Table 1 X-ray data collection and refinement statistics for Smh structures.

A structure of the SmhB pore was also determined at a resolution of 6.98 Å by molecular replacement using the AhlB pore (PDB code: 6H2F) as a search model (Supplementary Fig. 2B) (Table 1). Although the resolution of this structure was low, the electron density was clear and continuous for the protein chain, enabling a model to be built with residues truncated at Cβ. In addition, clear positive difference density could be observed in omit maps calculated with sections of the model deleted (residues 157–251 in chain A and B), indicating that the structure solution was correct (Supplementary Fig. 2C). Like the AhlB pore, the SmhB pore contained ten monomers of SmhB in two conformations (type 1 and type 2) which assemble into a ring with pseudo tenfold symmetry. As seen in AhlB, the head domain of SmhB undergoes a large scale conformational change transforming from the soluble to pore forms, with the β-tongue substructure refolding to form extended hydrophobic helices to α3 and α4 (Fig. 2B).

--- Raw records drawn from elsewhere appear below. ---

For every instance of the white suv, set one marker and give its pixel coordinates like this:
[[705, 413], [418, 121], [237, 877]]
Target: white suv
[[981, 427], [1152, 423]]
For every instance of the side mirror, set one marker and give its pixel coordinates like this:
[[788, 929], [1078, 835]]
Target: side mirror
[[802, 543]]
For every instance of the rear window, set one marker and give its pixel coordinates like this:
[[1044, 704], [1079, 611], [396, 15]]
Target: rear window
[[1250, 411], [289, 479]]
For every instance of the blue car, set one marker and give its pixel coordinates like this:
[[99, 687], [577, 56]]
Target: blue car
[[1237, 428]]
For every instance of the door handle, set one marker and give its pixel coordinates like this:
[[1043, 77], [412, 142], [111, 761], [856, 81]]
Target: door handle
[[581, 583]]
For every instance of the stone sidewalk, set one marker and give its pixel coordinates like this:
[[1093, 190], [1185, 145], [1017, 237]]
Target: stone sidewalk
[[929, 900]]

The S. marcescens Smh and the A. hydrophila Ahl α-PFTs have greatly varying rates of lysis of horse erythrocytes, with the AhlABC α-PFT requiring 100 times the concentration of each component to give equivalent rates of lysis as the SmhABC system7. As the overall structures of the soluble and pore forms of SmhB are almost identical to those of AhlB (RMSD Cα 0.64 Å and 0.46 Å, respectively), (Fig. 2C), not surprising given the high level of sequence identity (62%), we investigated if these structural similarities also conveyed functional similarities. Haemolytic assays, replacing the SmhB component of the SmhABC pore with AhlB in a 1:1:1 ratio showed that this chimeric pore had the same lytic activity as the SmhABC pore (Fig. 2C). The differences in lytic activity between the Serratia and Aeromonas tripartite α-PFTs are thus not due to the B component alone.

Structure of soluble SmhA

To further investigate the differences in lytic activity between SmhABC and AhlABC the crystal structure of soluble SmhA was determined to 2.78 Å in space group P212121. This crystal form contained four closely related molecules in the asymmetric unit (rmsD Cα between molecules of 0.4–0.6 Å), with no oligomeric structures observed (Table 1) (Supplementary Fig. 2D).

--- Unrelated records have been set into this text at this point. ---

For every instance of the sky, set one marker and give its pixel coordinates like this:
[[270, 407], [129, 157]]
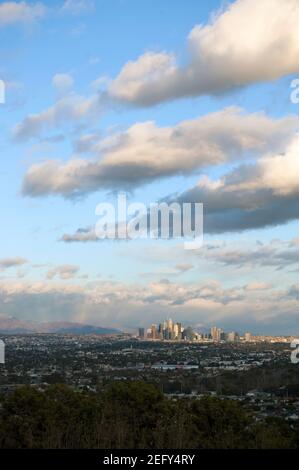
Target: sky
[[172, 100]]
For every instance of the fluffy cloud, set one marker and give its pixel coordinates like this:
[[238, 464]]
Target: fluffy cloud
[[235, 49], [76, 7], [146, 152], [64, 272], [20, 12], [256, 195], [68, 109], [63, 82], [276, 254], [12, 262], [130, 306]]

SmhA folds into two distinct domains, a compact five helical bundle (α1, α2, α3, α6 and α7), and an associated head domain containing two helices (α4 and α5), and the β-tongue domain (two long anti-parallel β-strands, β1 and β2) (Fig. 3A). In all monomers, there is missing density for approximately 20 residues between β1 and β2 (G208 – A229). Residues E192-V205 (β1 and loop to α3) and Y231-N250 (β2 and loop to α4) of the β-tongue domain are largely hydrophobic containing only polar uncharged and nonpolar residues, and are buried in the core of the protein, packing against α1, α3, α4, α5 (residues A272-Q283), and residues N351-E367 at the C-terminus (Fig. 3A).

Figure 3
figure 3

Structure of SmhA. (A) Crystal Structure of SmhA (purple) (PDB:7A27), with residues of the predicted head domain coloured as in helical wheels (C, top right). (B) rmsD values for structural alignments of soluble SmhA to soluble SmhB, AhlB, NheA, MakA, and Hbl-B. Hydrophobic residues are coloured yellow, and C-terminus is labelled. (C) Predicted pore structure of SmhA showing the two extended head domain helices as seen in AhlB7 coloured as in the plotted helical wheels (right). Surface representation of pore SmhA model (bottom right) shows how the sequence of the two extended helices create hydrophobic and hydrophilic surfaces on opposite faces of the monomer.

Structure based sequence alignments showed that SmhA shares strong similarities with components from other tripartite systems that have a β-tongue substructure, such as SmhB (PDB code 6ZZ5, rmsD 2.9 Å), NheA (PDB code 4K1P, rmsD 3.2 Å), AhlB (PDB code 6GRJ, rmsD 3.3 Å), Hbl-B (PDB code 2NRJ, rmsD 2.8 Å), and also the Vibrio cholerae cytotoxin MakA (PDB code 6DFP, rmsD 3.5 Å), that is, at present, not identified as a ClyA tripartite family member (Fig. 3B). All of these structures share the same compact helical bundle tail domain and β-tongue domain. Within the tail domain, greatest variation is seen in the length of the N-terminal region. All structures have a N-terminal helix of between 22 and 28 residues, which packs against the β-tongue domain. However, in SmhA, NheA and Hbl-B, this region has an additional extended loop and short helix that extends the length of the tail domain, a feature not observed in SmhB or AhlB. In all of these structures, the C-terminus is used to shield the hydrophobic residues of the β-tongue, but the method by which the C-terminus hides the hydrophobic tail is different. MakA, NheA, and Hbl-B all use β-strands packing against the hydrophobic region of β1. AhlB and SmhB use both a short β-strand and a short helix connected by a loop, while SmhA uses only a short loop perpendicular to β1 (Fig. 3B).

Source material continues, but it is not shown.